Vardosanidze, aos 40 anos, sabe disso melhor do que ninguém. Como Kvitashvili, ela não tem ideia de como adquiriu a tuberculose. Ao contrário do ministro da saúde, Vardosanidze se contagiou com a cepa multirresistente – muito mais letal – e que exige 24 meses de medicação que deve ser tomada precisamente no mesmo horário todos os dias.

 

Ele e sua esposa admitem abertamente que foi difícil no início.

 

" No início, quando os medicamentos tinham graves efeitos colaterais, ele não se sentia bem.

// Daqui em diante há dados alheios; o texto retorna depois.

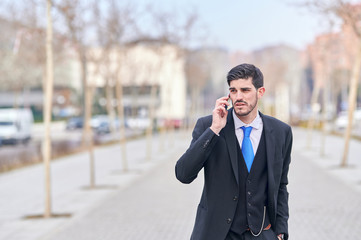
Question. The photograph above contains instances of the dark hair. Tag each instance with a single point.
(244, 71)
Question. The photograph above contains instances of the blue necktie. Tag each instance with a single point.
(247, 149)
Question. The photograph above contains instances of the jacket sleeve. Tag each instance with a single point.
(194, 159)
(282, 201)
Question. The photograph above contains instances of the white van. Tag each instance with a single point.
(15, 125)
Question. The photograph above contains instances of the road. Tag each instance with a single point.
(149, 203)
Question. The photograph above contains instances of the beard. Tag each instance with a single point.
(250, 107)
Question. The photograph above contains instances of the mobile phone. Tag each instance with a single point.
(229, 101)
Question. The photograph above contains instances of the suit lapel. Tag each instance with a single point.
(270, 150)
(229, 135)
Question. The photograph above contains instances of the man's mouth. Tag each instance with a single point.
(240, 104)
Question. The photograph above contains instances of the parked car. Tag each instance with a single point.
(342, 119)
(15, 125)
(74, 123)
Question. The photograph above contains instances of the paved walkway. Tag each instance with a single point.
(149, 203)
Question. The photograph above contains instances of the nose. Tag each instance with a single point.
(239, 95)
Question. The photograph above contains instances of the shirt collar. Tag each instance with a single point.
(256, 123)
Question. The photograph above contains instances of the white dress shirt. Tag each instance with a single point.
(256, 133)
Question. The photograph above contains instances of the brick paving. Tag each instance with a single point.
(325, 201)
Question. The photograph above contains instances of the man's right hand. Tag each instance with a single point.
(219, 115)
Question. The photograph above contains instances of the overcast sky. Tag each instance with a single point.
(248, 25)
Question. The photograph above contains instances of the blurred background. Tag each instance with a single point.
(123, 70)
(170, 60)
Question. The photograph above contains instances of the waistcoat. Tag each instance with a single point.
(253, 192)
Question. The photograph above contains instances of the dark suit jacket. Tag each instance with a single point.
(218, 156)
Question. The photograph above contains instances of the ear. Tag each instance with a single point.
(260, 91)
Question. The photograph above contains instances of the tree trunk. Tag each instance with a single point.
(120, 106)
(89, 132)
(149, 133)
(48, 96)
(352, 100)
(109, 105)
(312, 120)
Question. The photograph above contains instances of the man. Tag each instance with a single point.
(245, 156)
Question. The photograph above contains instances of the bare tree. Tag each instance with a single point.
(73, 13)
(350, 15)
(48, 107)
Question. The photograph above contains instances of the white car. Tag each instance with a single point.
(342, 119)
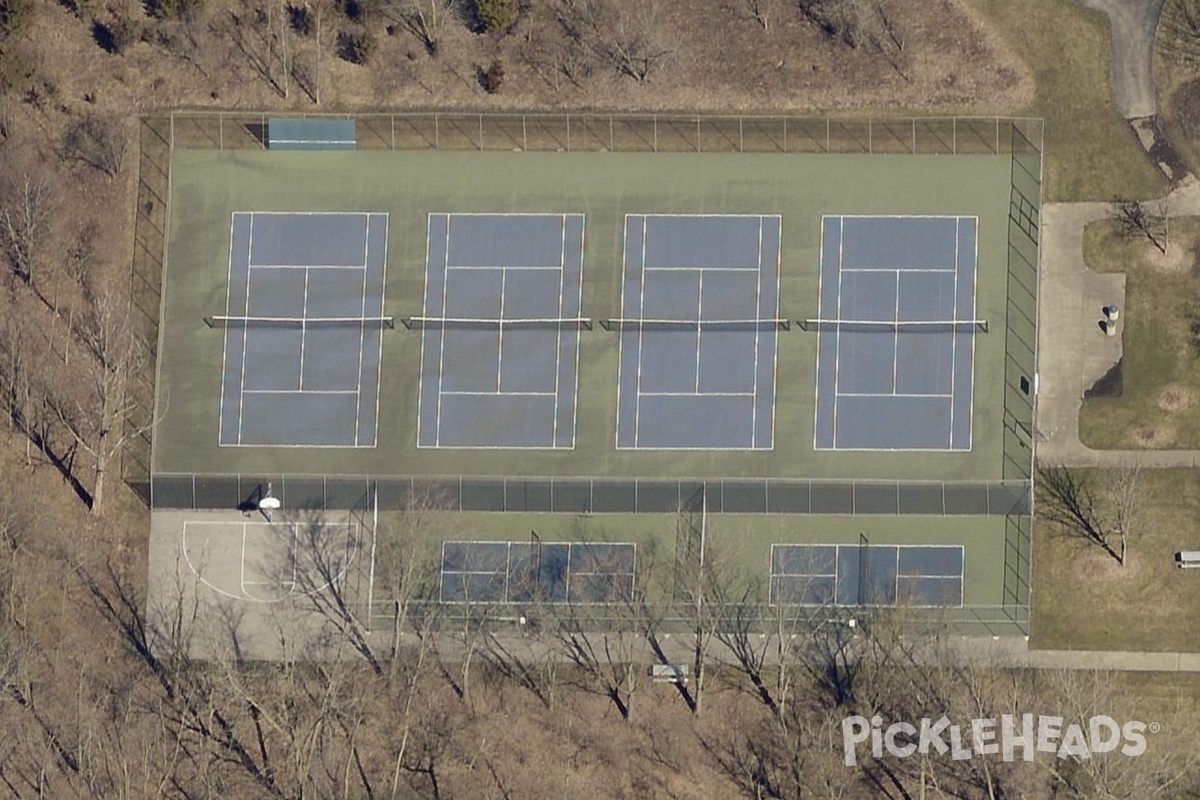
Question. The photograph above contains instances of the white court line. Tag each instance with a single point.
(457, 392)
(821, 311)
(442, 356)
(579, 310)
(499, 338)
(225, 349)
(425, 310)
(502, 266)
(895, 341)
(975, 290)
(954, 337)
(383, 293)
(774, 367)
(684, 268)
(301, 391)
(304, 329)
(621, 336)
(363, 331)
(757, 336)
(892, 395)
(837, 340)
(558, 340)
(700, 394)
(641, 314)
(700, 314)
(245, 337)
(898, 269)
(306, 266)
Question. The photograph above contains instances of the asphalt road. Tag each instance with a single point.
(1133, 25)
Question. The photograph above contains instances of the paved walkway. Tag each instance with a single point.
(1073, 349)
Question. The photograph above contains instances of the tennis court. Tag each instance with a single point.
(699, 332)
(897, 334)
(555, 572)
(855, 575)
(501, 330)
(303, 330)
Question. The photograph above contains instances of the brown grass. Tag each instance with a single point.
(1084, 600)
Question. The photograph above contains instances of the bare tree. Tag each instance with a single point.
(425, 19)
(1125, 493)
(24, 221)
(636, 43)
(1101, 510)
(760, 11)
(1140, 218)
(96, 420)
(1068, 498)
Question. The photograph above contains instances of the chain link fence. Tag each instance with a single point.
(627, 132)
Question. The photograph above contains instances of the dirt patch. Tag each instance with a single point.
(1175, 398)
(1177, 258)
(1110, 385)
(1098, 565)
(1152, 437)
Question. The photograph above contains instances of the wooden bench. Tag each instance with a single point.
(1188, 559)
(670, 673)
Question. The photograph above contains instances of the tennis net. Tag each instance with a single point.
(472, 324)
(693, 325)
(299, 323)
(895, 326)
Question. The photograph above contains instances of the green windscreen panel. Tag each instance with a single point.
(311, 134)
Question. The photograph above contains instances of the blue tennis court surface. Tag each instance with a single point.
(895, 350)
(697, 337)
(498, 364)
(867, 575)
(303, 334)
(555, 572)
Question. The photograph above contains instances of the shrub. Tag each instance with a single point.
(497, 16)
(492, 78)
(97, 142)
(355, 47)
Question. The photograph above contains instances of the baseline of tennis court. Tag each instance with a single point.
(700, 296)
(499, 355)
(867, 575)
(303, 330)
(895, 350)
(521, 572)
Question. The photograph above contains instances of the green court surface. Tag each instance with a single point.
(741, 543)
(208, 186)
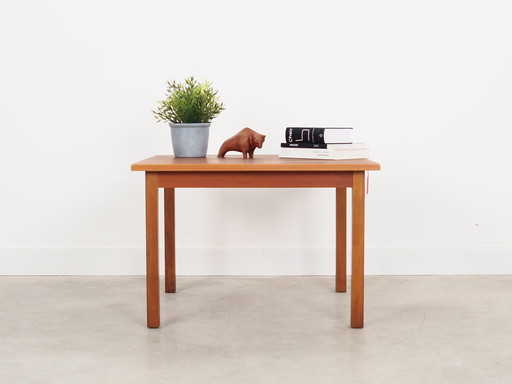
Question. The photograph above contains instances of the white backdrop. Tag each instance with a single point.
(427, 84)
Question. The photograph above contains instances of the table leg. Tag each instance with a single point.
(152, 276)
(357, 295)
(341, 239)
(170, 241)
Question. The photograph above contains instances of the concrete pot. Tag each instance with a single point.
(190, 140)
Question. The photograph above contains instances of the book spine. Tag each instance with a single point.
(303, 145)
(305, 135)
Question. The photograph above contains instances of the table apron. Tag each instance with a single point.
(248, 179)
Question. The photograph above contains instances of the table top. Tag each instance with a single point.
(260, 163)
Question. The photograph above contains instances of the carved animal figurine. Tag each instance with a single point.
(245, 141)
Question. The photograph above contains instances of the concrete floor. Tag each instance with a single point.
(421, 329)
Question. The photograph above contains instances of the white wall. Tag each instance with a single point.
(427, 84)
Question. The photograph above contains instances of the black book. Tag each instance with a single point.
(318, 135)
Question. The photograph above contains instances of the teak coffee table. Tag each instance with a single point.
(263, 171)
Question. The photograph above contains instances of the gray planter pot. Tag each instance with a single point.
(190, 140)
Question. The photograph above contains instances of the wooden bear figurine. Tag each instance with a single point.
(245, 141)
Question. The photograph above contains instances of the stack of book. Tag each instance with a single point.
(322, 143)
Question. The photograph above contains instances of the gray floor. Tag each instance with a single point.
(421, 329)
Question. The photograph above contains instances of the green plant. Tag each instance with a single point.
(189, 102)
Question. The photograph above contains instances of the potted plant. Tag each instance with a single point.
(189, 108)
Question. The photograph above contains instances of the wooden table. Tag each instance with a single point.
(263, 171)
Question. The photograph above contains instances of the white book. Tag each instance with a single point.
(324, 153)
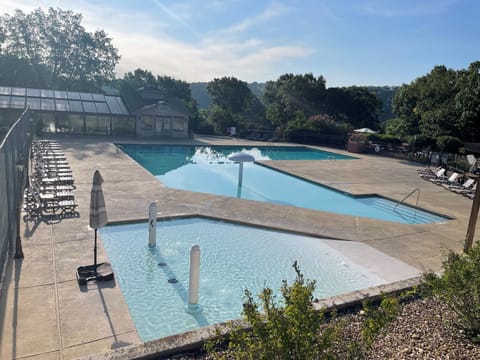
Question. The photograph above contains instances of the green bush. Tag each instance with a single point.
(423, 141)
(459, 287)
(293, 329)
(290, 331)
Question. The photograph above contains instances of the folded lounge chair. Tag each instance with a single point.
(459, 188)
(436, 175)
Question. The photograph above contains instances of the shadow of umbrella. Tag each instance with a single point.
(98, 218)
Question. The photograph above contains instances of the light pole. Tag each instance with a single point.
(18, 241)
(240, 157)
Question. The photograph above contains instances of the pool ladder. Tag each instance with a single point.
(416, 190)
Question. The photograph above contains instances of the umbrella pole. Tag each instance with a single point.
(95, 252)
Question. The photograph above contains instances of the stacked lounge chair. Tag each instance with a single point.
(51, 183)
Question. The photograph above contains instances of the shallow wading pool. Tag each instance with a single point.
(233, 258)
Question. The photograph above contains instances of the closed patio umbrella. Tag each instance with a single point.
(365, 131)
(98, 218)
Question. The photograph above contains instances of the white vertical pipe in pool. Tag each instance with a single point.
(194, 281)
(152, 224)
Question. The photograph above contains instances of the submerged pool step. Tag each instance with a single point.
(410, 214)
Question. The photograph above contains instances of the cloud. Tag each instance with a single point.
(276, 9)
(406, 8)
(248, 61)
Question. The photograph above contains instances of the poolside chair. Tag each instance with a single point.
(459, 188)
(436, 175)
(428, 171)
(470, 193)
(443, 180)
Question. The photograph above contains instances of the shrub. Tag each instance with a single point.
(423, 141)
(459, 287)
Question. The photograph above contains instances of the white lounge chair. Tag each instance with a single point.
(466, 186)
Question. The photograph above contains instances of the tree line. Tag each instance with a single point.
(51, 49)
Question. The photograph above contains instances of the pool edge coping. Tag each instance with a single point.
(193, 340)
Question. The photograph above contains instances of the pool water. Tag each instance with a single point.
(233, 258)
(208, 170)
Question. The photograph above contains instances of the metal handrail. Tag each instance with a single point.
(406, 197)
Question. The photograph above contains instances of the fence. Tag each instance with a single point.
(14, 161)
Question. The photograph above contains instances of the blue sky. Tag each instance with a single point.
(349, 42)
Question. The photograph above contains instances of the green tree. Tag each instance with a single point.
(427, 105)
(233, 104)
(467, 102)
(230, 94)
(291, 93)
(355, 105)
(56, 40)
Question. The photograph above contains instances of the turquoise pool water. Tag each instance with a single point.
(233, 258)
(207, 169)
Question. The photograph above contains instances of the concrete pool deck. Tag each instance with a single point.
(46, 315)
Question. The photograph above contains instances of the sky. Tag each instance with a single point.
(348, 42)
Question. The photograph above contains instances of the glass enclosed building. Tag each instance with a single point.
(72, 112)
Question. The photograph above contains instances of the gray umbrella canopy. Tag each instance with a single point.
(98, 210)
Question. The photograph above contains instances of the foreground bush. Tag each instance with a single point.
(294, 330)
(459, 288)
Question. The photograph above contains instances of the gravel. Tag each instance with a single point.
(425, 329)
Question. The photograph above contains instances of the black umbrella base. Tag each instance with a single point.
(100, 272)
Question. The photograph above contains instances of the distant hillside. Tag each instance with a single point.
(386, 94)
(200, 93)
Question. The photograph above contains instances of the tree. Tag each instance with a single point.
(230, 94)
(427, 105)
(56, 40)
(467, 102)
(355, 105)
(233, 104)
(291, 93)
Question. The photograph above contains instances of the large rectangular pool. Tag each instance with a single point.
(207, 169)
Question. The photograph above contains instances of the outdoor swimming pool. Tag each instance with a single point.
(233, 258)
(207, 169)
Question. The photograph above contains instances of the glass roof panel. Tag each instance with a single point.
(116, 105)
(59, 94)
(18, 91)
(47, 93)
(86, 96)
(4, 101)
(48, 104)
(34, 103)
(98, 97)
(73, 95)
(75, 106)
(17, 102)
(62, 105)
(102, 108)
(122, 106)
(5, 90)
(33, 92)
(89, 107)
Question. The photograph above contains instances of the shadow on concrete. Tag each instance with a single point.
(32, 221)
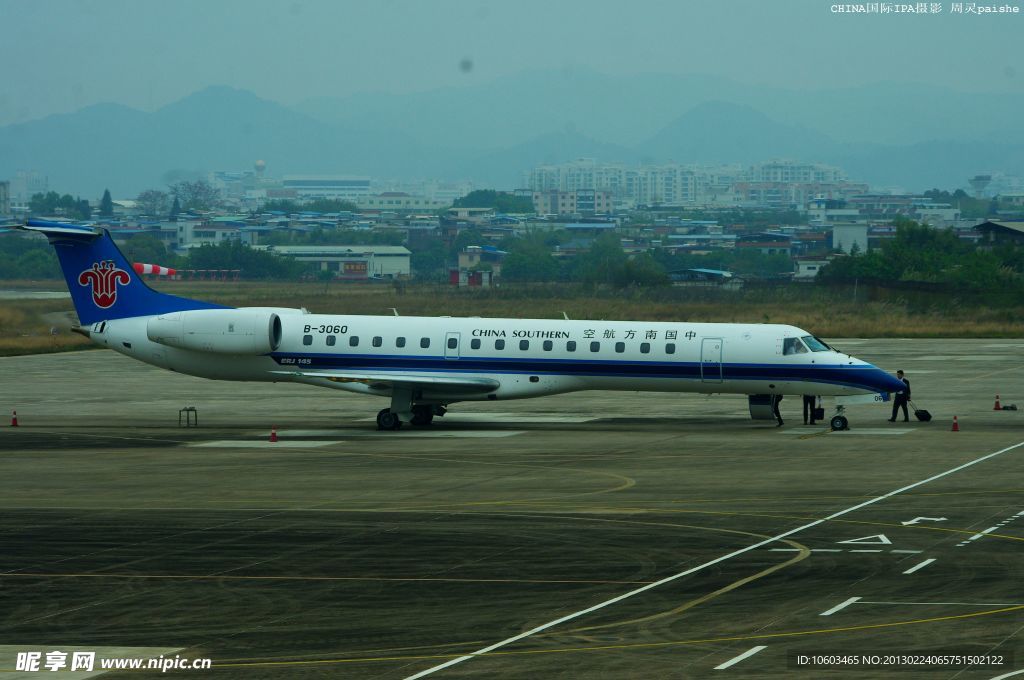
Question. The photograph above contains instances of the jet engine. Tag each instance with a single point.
(220, 331)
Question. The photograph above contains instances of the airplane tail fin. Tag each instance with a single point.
(103, 285)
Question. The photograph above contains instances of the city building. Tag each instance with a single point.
(995, 234)
(344, 187)
(807, 267)
(26, 184)
(350, 262)
(775, 183)
(475, 258)
(399, 201)
(580, 202)
(850, 238)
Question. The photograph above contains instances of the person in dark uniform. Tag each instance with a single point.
(810, 405)
(774, 409)
(902, 397)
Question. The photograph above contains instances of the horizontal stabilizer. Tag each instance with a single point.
(60, 228)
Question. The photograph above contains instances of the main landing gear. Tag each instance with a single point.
(422, 416)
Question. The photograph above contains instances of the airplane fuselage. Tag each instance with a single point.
(524, 357)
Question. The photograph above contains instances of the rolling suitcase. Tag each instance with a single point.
(921, 414)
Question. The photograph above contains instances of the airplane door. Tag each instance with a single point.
(452, 345)
(711, 359)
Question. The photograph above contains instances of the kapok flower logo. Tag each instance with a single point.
(103, 278)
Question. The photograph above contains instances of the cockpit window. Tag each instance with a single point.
(794, 346)
(815, 344)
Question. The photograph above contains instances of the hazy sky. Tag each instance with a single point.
(59, 55)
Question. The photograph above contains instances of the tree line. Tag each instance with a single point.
(922, 254)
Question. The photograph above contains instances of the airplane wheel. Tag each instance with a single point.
(387, 420)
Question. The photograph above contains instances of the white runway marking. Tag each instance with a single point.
(507, 418)
(957, 604)
(699, 567)
(403, 432)
(842, 605)
(884, 431)
(873, 430)
(264, 443)
(908, 552)
(735, 660)
(920, 565)
(875, 539)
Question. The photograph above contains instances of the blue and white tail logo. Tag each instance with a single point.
(103, 278)
(101, 282)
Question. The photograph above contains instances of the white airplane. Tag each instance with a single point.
(424, 365)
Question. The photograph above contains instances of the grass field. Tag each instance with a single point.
(25, 325)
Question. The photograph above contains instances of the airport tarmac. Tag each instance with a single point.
(583, 536)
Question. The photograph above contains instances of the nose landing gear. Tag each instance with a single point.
(839, 422)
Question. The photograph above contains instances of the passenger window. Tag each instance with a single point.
(815, 344)
(794, 346)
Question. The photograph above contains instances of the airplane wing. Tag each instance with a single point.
(387, 380)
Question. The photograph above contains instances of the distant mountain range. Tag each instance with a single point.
(904, 135)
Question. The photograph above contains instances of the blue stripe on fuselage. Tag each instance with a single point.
(860, 376)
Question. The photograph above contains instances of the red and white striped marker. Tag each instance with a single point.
(153, 268)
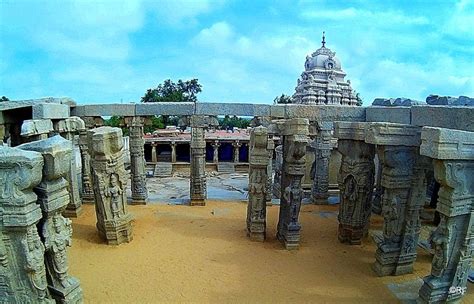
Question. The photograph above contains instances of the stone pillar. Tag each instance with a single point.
(356, 181)
(36, 129)
(137, 160)
(87, 191)
(403, 179)
(198, 188)
(55, 230)
(295, 139)
(68, 128)
(258, 162)
(320, 170)
(270, 148)
(173, 152)
(453, 239)
(110, 180)
(153, 153)
(236, 146)
(215, 153)
(22, 269)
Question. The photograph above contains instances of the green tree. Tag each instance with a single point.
(283, 99)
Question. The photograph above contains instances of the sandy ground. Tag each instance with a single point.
(202, 255)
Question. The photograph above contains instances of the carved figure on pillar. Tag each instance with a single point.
(137, 160)
(295, 139)
(258, 159)
(110, 180)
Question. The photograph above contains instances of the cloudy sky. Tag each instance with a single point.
(241, 51)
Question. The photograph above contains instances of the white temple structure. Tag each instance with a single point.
(322, 81)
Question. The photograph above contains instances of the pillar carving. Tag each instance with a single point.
(320, 168)
(137, 160)
(453, 239)
(356, 181)
(258, 162)
(198, 161)
(22, 268)
(55, 230)
(110, 181)
(69, 128)
(295, 139)
(403, 180)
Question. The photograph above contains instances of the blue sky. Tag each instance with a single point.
(241, 51)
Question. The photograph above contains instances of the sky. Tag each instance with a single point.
(240, 51)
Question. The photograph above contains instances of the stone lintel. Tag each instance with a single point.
(440, 143)
(393, 134)
(350, 130)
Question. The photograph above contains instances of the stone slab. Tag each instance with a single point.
(50, 111)
(164, 108)
(458, 118)
(350, 130)
(440, 143)
(392, 134)
(238, 109)
(389, 114)
(325, 113)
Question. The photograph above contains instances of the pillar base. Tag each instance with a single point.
(69, 295)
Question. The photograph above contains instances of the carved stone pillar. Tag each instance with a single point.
(236, 146)
(258, 162)
(55, 230)
(453, 239)
(68, 128)
(198, 162)
(404, 183)
(110, 181)
(173, 152)
(22, 270)
(215, 153)
(87, 191)
(137, 160)
(295, 139)
(356, 181)
(320, 169)
(270, 148)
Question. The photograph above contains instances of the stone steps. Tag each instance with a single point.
(163, 170)
(226, 168)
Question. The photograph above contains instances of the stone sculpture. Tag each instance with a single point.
(258, 161)
(356, 181)
(109, 180)
(55, 230)
(295, 139)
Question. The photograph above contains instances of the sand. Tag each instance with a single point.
(202, 255)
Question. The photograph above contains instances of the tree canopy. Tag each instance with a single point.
(169, 91)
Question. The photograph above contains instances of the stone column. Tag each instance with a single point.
(356, 181)
(403, 179)
(453, 239)
(153, 153)
(236, 146)
(87, 192)
(270, 148)
(198, 188)
(215, 153)
(137, 160)
(295, 139)
(22, 270)
(258, 162)
(68, 128)
(320, 170)
(110, 181)
(55, 230)
(36, 129)
(173, 152)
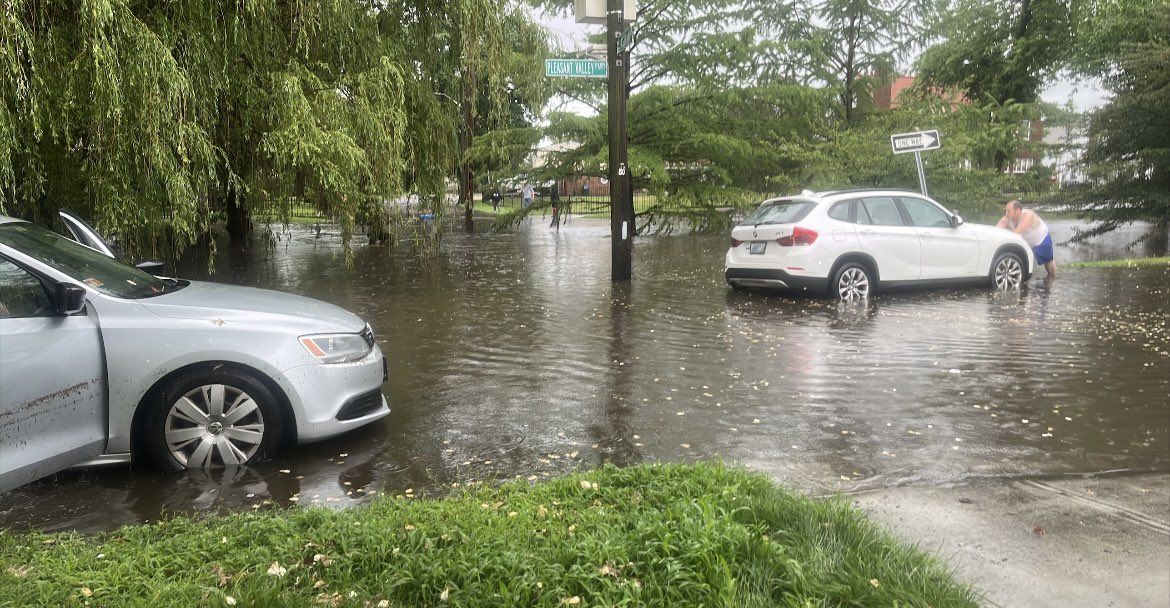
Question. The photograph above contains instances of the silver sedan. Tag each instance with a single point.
(101, 361)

Algumas vezes, ficou tentado tomar álcool, o que interfere no tratamento " , diz Venera, que apoiou seu marido em cada passo do caminho.

 

" Houve alguns períodos, duas ou três vezes, quando eu queria desistir. Estava cansado disso, mas então pensava em minha filha e meu filho e de alguma forma, consegui passar por isso. Além disso, estava Tina " , acrescenta Vano, olhando com carinho para a outra mulher na sala.  

 

  Compaixão que contagia  

 

Tina Karanadze é consultora de adesão ao tratamento para a Cruz Vermelha Gerogiana e para todos os pacientes é, literalmente, uma salva-vidas. Vestida com botas de chuva rosa, sombra de olho verde e um colete da Cruz Vermelha, Tina é uma mulher alegre, que parece iluminar todos os quartos onde entra. Todos os meses, atravessa Tbilisi visitando famílias atingidas pela tuberculose, oferecendo apoio, aconselhamento e oferecendo constantemente seu ombro para dar apoio.

 

Três ou quatro vezes por semana, telefona para o Vano para " saber de seu caso " com a ingestão de medicamentos. Quando as coisas vão mal, vai a seu apartamento para lembrá-lo de que há esperança e que, em breve, ele estará totalmente recuperado.

 

" Tina diz que estou quase terminando e tenho due aguentar.Tenho muito respeito por ela. Suas palavras são lei para mim e as levo comigo no coração " , diz Vano, que, por sua vez, ajudou companheiros com tuberculose a superarem alguns momentos muito difíceis.

 

Vano sobreviveu ao pior pesadelo que é a tuberculose e agora está focado em voltar a ser " normal " - torcendo para que seu filho adolescente conquiste mais prêmios de caratê, observando sua filha se transformar em uma jovem mulher, retomando seu trabalho como marceneiro e saboreando as comidas caseiras de sua esposa.

 

Tanto ele, quanto Venera estão de acordo com o ministro da Saúde que " aderir ao programa de tratamento e seguir o conselho do médico " é essencial para se curar. Mas também acreditam que o amor oferece armas secretas na luta contra a tuberculose.

 

" Quando soubemos que poderia nos contaminar, tentei proteger meus filhos, mas sempre esperei e acreditei que nosso amor me daria algum tipo de imunidade. Nunca o tratei de forma diferente e acho que isso o ajudou " , diz Venera.

 

Karanadze concorda. " Atualmente, trabalho com 50 pessoas que lutam todos os dias para melhorar e posso dizer por experiência própria que o amor sempre torna a vida mais fácil. "

Se ao menos sua compaixão contagiasse tanto quanto a tuberculose.